Ebu Hanzala Tekfirci mi?
Türkiye’deki orta halli (radikal olmayan) cemaat ve tarikatlara göre Ebu Hanzala tekfircidir. Ancak yaptığımız değerlendirmede, tekfirci olmadığını kolaylıkla söyleyebiliriz.
Ebu Hanzala’nın elbette bir insan olma hasebi ile fevri çıkışlarının olduğunu kabul edebiliriz. Geçmişte İmam Gazali’nin Farabi hakkında söyledikleri gibi Ebu Hanzala’nın da kendine göre bazı düşüncelerinden dolayı fevri (bize göre) davranışlarda bulunduğu bir gerçektir.

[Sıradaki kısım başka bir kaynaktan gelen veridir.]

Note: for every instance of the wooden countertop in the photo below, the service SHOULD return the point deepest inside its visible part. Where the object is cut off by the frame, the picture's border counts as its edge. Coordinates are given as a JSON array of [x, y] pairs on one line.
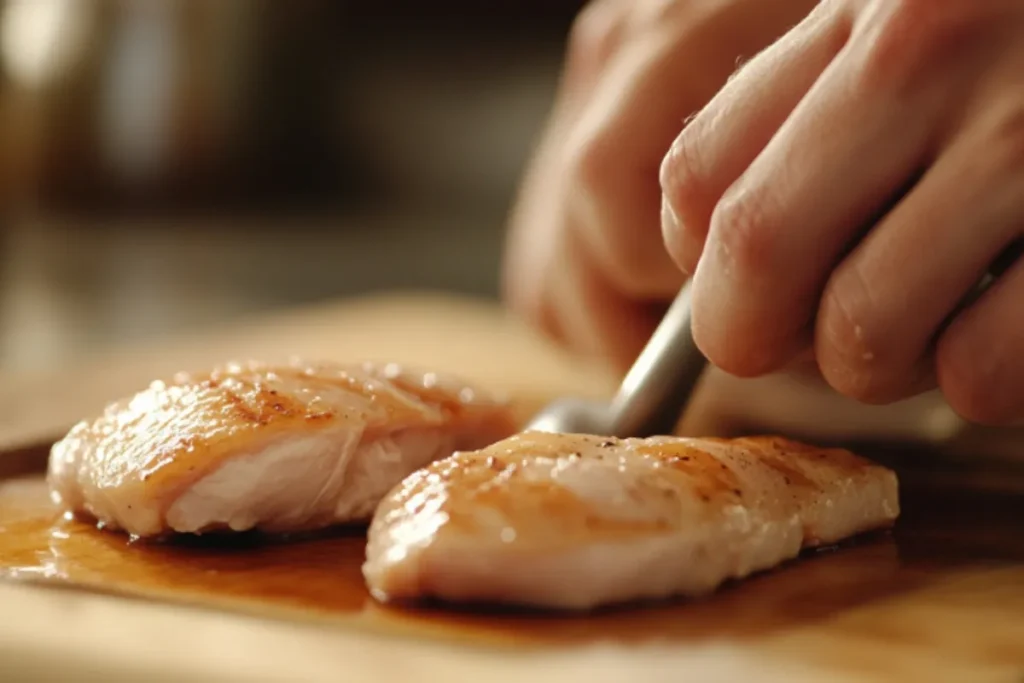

Ebu Hanzala, daha çok parti ve siyasi meselelere bakışından dolayı “tekfirci” olarak kabul edilmektedir. Ancak bu görüş ve düşüncelerinin aslında neredeyse tüm cemaatlerde var olan bir düşünce olduğunu rahatlıkla söyleyebiliriz.
“Demokrasi bir din midir, yönetim sistemi midir?” sorusunu okumuş ve ilim sahibi hangi Müslümana sorarsanız sorun birebir konuşmalarında “bir dindir” cevabını kolaylıkla alabilirsiniz. Ama ne var ki bir din olduğunu savundukları halde, demokrasinin desteklenmesi gerektiğini de söylemekten geri durmuyorlar.
Akit Gazetesi Yazarı Mustafa Çelik’in 2020’de kaleme aldığı yazısında;
“Demokrasi’de İslâm’ı aramak, yanlış adreste sabahlamaktır. Allah’a tapmayı bırakıp beşer cinsi olarak birbirine tapmaktır. İnsan olarak, Müslüman olarak İslâm’ı bir tek İslâm’da ara. Sen ne bu dünyada ve ne de öteki dünyada girmesin dara. İslâm’ın dışındaki bütün arayışlar insanı götürürler hüsrana” demektedir. (Kaynak: https://www.yeniakit.com.tr/yazarlar/mustafa-celik/demokraside-islam-yok-32806.html)
Demokrasi’nin bir din ya da farklı bir yönetim şekli olduğunu savunanlar sadece İslami camialarda olan kişiler değil, Antik Yunan döneminde de benzer görüşler sunan birçok filozof bulunmaktadır.
Demokrasi’ye Karşı Çıkan Filozoflar Kimlerdir?
Demokrasiye karşı olan filozoflar tarih boyunca çeşitli düşünce akımlarıyla ve argümanlarla ele alınmıştır. İşte demokrasiye karşı olan bazı önemli filozoflar:
- Platon: Antik Yunan filozofu olan Platon, “Devlet” adlı eserinde demokrasiye eleştirilerde bulunmuştur. Ona göre demokrasi, çoğunluğun iradesine dayandığı için bilgeliğe dayanmayan bir sistemdi ve en iyilerin yönetmesi gerektiğini savunmuştur.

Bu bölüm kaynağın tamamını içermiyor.